Adventures Hot Thread

Sunken Crypt of Vaelthar — spoiler-free review thread

IW
@inkwitch
Loremaster · Lv 35 · posted 3 days ago
142 replies
·
4.8k views
·
312 followers
·
Last reply 2h ago
🔔 You'll be notified of new replies in this thread — manage in notification settings.
IW
@inkwitch — Sable Quinn
Loremaster · Lv 35 · posted 3 days ago · Original Poster
Lore Scribe Founding Member Critical Hit

I have been running published modules for eleven years, and I say with full conviction that Sunken Crypt of Vaelthar is one of the most thoughtfully constructed level 3–5 adventures to emerge from the independent publishing scene in recent memory. This is not a review born of hype — I ran it cold, as written, over two sessions with a mixed table of veterans and first-timers, and I am here to tell you exactly what it does right and where your prep time is best spent. No spoilers. None. You have my word as a Loremaster.

"Vaelthar earns every one of its five stars not through spectacle, but through the quiet confidence of a designer who understands that the dungeon is not the adventure — the players are."

The structure is elegantly non-linear.
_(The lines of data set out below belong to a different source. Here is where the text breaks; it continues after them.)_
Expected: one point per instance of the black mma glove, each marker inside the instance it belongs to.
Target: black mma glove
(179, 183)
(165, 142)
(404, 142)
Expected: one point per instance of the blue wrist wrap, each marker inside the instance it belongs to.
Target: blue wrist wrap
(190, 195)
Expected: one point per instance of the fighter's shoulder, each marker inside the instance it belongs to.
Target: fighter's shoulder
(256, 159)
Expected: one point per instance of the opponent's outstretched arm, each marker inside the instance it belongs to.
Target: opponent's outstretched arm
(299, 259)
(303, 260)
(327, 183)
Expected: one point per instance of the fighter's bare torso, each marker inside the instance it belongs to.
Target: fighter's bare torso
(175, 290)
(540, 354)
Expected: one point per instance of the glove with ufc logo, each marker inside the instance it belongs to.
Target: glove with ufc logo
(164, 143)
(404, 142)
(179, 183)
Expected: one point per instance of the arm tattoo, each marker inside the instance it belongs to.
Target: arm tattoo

You are handed a three-wing dungeon with a central chamber that connects everything, and the order in which your party discovers each wing changes the emotional texture of the finale in meaningful ways. This is not the illusionist's trick of fake choice — choices in the first hour genuinely alter what information the party has access to in the final confrontation. My table went left first. Another Loremaster I spoke with went right. We had fundamentally different final battles, and both of us felt satisfied.
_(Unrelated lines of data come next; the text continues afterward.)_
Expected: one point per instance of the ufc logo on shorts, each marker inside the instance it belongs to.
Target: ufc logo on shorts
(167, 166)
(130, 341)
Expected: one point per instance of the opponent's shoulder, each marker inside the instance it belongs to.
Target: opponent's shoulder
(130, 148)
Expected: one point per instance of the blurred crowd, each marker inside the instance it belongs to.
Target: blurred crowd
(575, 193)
On the encounter design side: every fight has a clear environmental hook that rewards parties who read the room. There is one encounter in particular — which I will not name — that my martial players described as the most satisfying tactical moment of our campaign year. The module trusts your players to be clever, and then rewards them for it. Enemy stat blocks are tight and purposeful; nothing feels like filler padding the page count.

My one practical note for DMs: carve out extra prep time for the third chamber. The boxed read-aloud text there is dense, and if you stumble through it cold you will lose the moment. Read it aloud to yourself twice before the session. Trust me on this. Otherwise, the module's production is clean, the cartography is gorgeous (shoutout to the included VTT-ready version), and the appendix lore on the Vaelthar civilization is worth reading for any homebrew campaign set in a fallen empire. This one earns its stars.

Review Rating 4.9 / 5
Adventures & Lore View in the Vault — $19
You

142 Replies

DG
@grimcleaver
Doran Stoutaxe · Vanguard · Lv 28 · 2 days ago
Marked Helpful by Author

Ran this last weekend and I cannot agree more with Sable's note about the third chamber. I stumbled on the read-aloud text in front of my players and you could feel the air go out of the room. Second session I came back to that same passage and delivered it properly — completely different energy. One thing I'd add for DMs prepping this: spend a few minutes deciding in advance how you will voice the antagonist if your party makes contact before the finale. The module gives you personality notes but not a full voice. It's the one place where you'll want to improvise confidently.

IW
@inkwitch OP
Sable Quinn · Loremaster · Lv 35 · 2 days ago · replying to @grimcleaver

Exactly this on the antagonist voice — I should have mentioned it in the OP. I ended up treating them like a chess grandmaster: always three moves ahead, never surprised, never raising their voice. Worked beautifully for our table's vibe. Your mileage will vary depending on your group but having that one character note locked in ahead of time makes a world of difference.

DD
@dungeon_dad
Tom Hadley · Wayfarer · Lv 12 · 2 days ago

As a newer DM this review is exactly what I needed. I've been on the fence about whether this is appropriate for a first-time module to run — sounds like the non-linearity might actually make it forgiving for an imperfect DM? Like, if I fumble one wing my players haven't necessarily broken the experience? That's genuinely reassuring. Picking it up this weekend.

TP
@thistlebrush
Pip Thistlebrush · Artificer · Lv 31 · 1 day ago

I spent Saturday night building a small physical prop for the central chamber — just a carved wooden disc with some painted runes, nothing fancy, maybe an hour of work. My players lost their minds when I put it on the table at the right moment. The module has a few specific beats that are screaming for physical props, and if you're a maker at all, this is your excuse. The VTT maps are also excellent for those of us running hybrid tables — loaded straight into Foundry with zero tweaking.

OV
@oracle_v
Vesper Cole · Seer · Lv 24 · 1 day ago

Finished my second playthrough last night — yes, I ran it twice in the same month, with different groups. The two runs were genuinely different experiences. Group A found a critical piece of lore in the first wing that reframed the entire third act. Group B never found it. Both endings were earned. The replayability here is a genuine design achievement; most modules at this price point are structurally flat. I'd also note for Seer-level rules lawyers in your group: the environmental interactions are all written with enough ambiguity to allow clever play without breaking the module's logic. No gotcha language.

LM
@lorekeeper_mara Archmage
Mara Vellanby · Archmage · Lv 42 · 18 hours ago

Thank you for this review, Sable — it convinced me to slot this into our long-running campaign as a side-trek. We're currently between major arcs and needed something that could slot cleanly into an existing world without demanding heavy reskinning. Vaelthar does exactly that. The Vaelthar civilization lore in the appendix took about twenty minutes to adapt to our own sunken-empire backstory, and my players are none the wiser that it's a published module. The cartography alone is worth the $19; the Shattered Coast pack spoiled me, but this one might have edged it out on pure atmosphere.

DD
@dungeon_dad
Tom Hadley · Wayfarer · Lv 12 · 5 hours ago

Update: bought it, read it cover to cover in one sitting. @dungeon_dad is officially a convert. One question for the room — for a party that skews heavily roleplay over combat, would you lean into the left wing first or the right wing? Trying to decide how to nudge them if they get paralysed by the opening choice without just telling them what to do.